I grew up hooked to frightening house stories, both in literature and in film. I’m quite sure this enduring fascination was abetted by devouring Edgar Allen Poe at an early age and in particular, The Fall of the House of Usher and The Tell-tale Heart which both disclose distinctive, forbidding abodes. I became an avid bookworm as a child, already realizing that my favorite tales were all to do with homes: the ones described in Frances Hodgson Burnett’s books, in Anne of Green Gables, in the Narnia series as well as Satis House, in Great Expectations, Tara, in Gone with The Wind, Manderley, in Rebecca, Thornfield Hall, in Jane Eyre, Wuthering Heights, in the novel of the same name, without overlooking Gatsby’ mansion on Long Island, Count Dracula’s ominous castle, and Pemberley, dear to Jane Austen.
As well as reading late into the night with a flashlight under the blankets so my mother wouldn’t catch me out, I reveled in terrifying movies which, not very surprisingly, all had to do with houses. I’ll never forget the angst I felt watching The Amityville Horror for the first time, and the blackish blood oozing out of bathroom taps, nor the dread of the upstairs neighbor in When a Stranger Calls. Later, I cowered as I viewed the bathroom scene in The Shining and shuddered all the more thanks to Rosemary’s Baby and the lugubrious corridors joining one ill-fated Dakota building apartment to the other.
So, why houses? Why homes? Why did they appeal to me visually and emotionally? Was it because they had stories to tell and those tales never bored me? When I started to write as a young girl, homes naturally found their way into my prose. Houses were like characters, and to me they were just as important. I steadily introduced them into my narratives, and most of my books have evolved around them, like Sarah’s Key, for example, in which a macabre family secret spanning sixty years is discovered though a Parisian apartment, and The House I Loved where my heroine, Rose Bazelet, fiercely fights Baron Haussmann’s reshaping of the city in order to preserve her beloved family residence.

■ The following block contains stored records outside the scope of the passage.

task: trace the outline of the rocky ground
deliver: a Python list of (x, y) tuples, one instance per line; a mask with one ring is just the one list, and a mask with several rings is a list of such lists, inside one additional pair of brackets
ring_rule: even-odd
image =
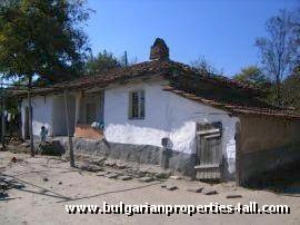
[[(1, 224), (300, 224), (300, 196), (183, 179), (154, 166), (107, 158), (0, 151)], [(18, 154), (17, 154), (18, 151)], [(79, 160), (80, 159), (80, 160)], [(294, 187), (299, 189), (299, 186)], [(286, 204), (290, 215), (70, 215), (66, 204)]]

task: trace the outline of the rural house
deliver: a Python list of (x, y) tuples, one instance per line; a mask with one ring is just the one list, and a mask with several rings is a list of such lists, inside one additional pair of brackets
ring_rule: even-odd
[(74, 153), (157, 165), (163, 156), (164, 168), (239, 184), (300, 160), (300, 115), (268, 105), (251, 86), (170, 60), (162, 39), (149, 61), (32, 92), (33, 135), (46, 126), (62, 145), (64, 89)]

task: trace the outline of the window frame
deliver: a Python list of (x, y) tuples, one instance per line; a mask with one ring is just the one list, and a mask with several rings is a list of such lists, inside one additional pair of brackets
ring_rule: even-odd
[[(133, 116), (133, 94), (138, 94), (138, 116)], [(141, 100), (143, 99), (143, 101)], [(131, 90), (129, 91), (129, 104), (128, 104), (128, 118), (130, 120), (142, 120), (146, 117), (146, 99), (144, 99), (144, 90)], [(143, 104), (142, 104), (143, 102)], [(143, 111), (143, 115), (142, 115)]]

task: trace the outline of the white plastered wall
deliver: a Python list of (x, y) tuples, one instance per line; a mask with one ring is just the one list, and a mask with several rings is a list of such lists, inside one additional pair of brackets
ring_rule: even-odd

Writers’ dwellings also enthralled me, and I felt captivated when I visited Daphne du Maurier’s home in Fowey, Cornwall, where she wrote her first book in 1929 and where her son now lives. I remember standing, awed, in front of the window giving on to the estuary where her desk used to be. I felt the same way in quaint Monk’s House, Virginia Woolf’s country home near Brighton, which has been left exactly as it was since she took her own life in 1941. I almost expected her to walk into the green walled, low-ceilinged living room from the extraordinary garden, her gardening shears in one hand, and in the other, the flowers Mrs. Dalloway would have chosen for her party,
How could I ever write about houses differently, choose another path to express my obsession with them? That’s when I got the idea: setting my story in the near future and describing a frightening “smart” home. I had no intention of writing a science fiction book, not even a dystopia, but I must admit I was inspired by Margaret Atwood’s The Hand Maid’s Tale, as well as the TV show adapted from it. The Black Mirror TV series which explore the future from a very different and personal angle, also intrigued me. Little by little, my heroine began to take shape, and so did my story, a journey into a fragile woman’s paranoia. Clarissa discovers her husband is unfaithful and decides to leave him. She moves into a highly sophisticated artistic residence, hoping to find a new start here. But slowly, her past and her traumas come back to haunt her.
I felt alarmed myself when I described a surveillance robot roaming the Residence Clarissa now lives in. I gave it a new look and a new name, and I crafted it into something that would truly scare me. Under Clarissa’s agitated and incredulous gaze, it lengthened out, modifying itself, changing its shape. She saw a long iron silhouette unfold, taking its time, unfurling upwards as it grazed the ceiling. Clarissa had never seen one before, but she knew what it was. A Bardi. One of the most elaborate and redoubtable guard robots ever, overpriced and efficient.
Clarissa is a writer obsessed with places and the memories that are linked to homes and the past. She is convinced that the new “smart home” she now lives in is trying to use her creativity for the purpose of artificial intelligence. Are Clarissa’s fears accurate, or is she, like many isolated people, the victim of her fertile imagination? I leave that up to the reader to decide. But one thing is for sure, as technology expands, it could very well be that the scariest home stories are yet to come.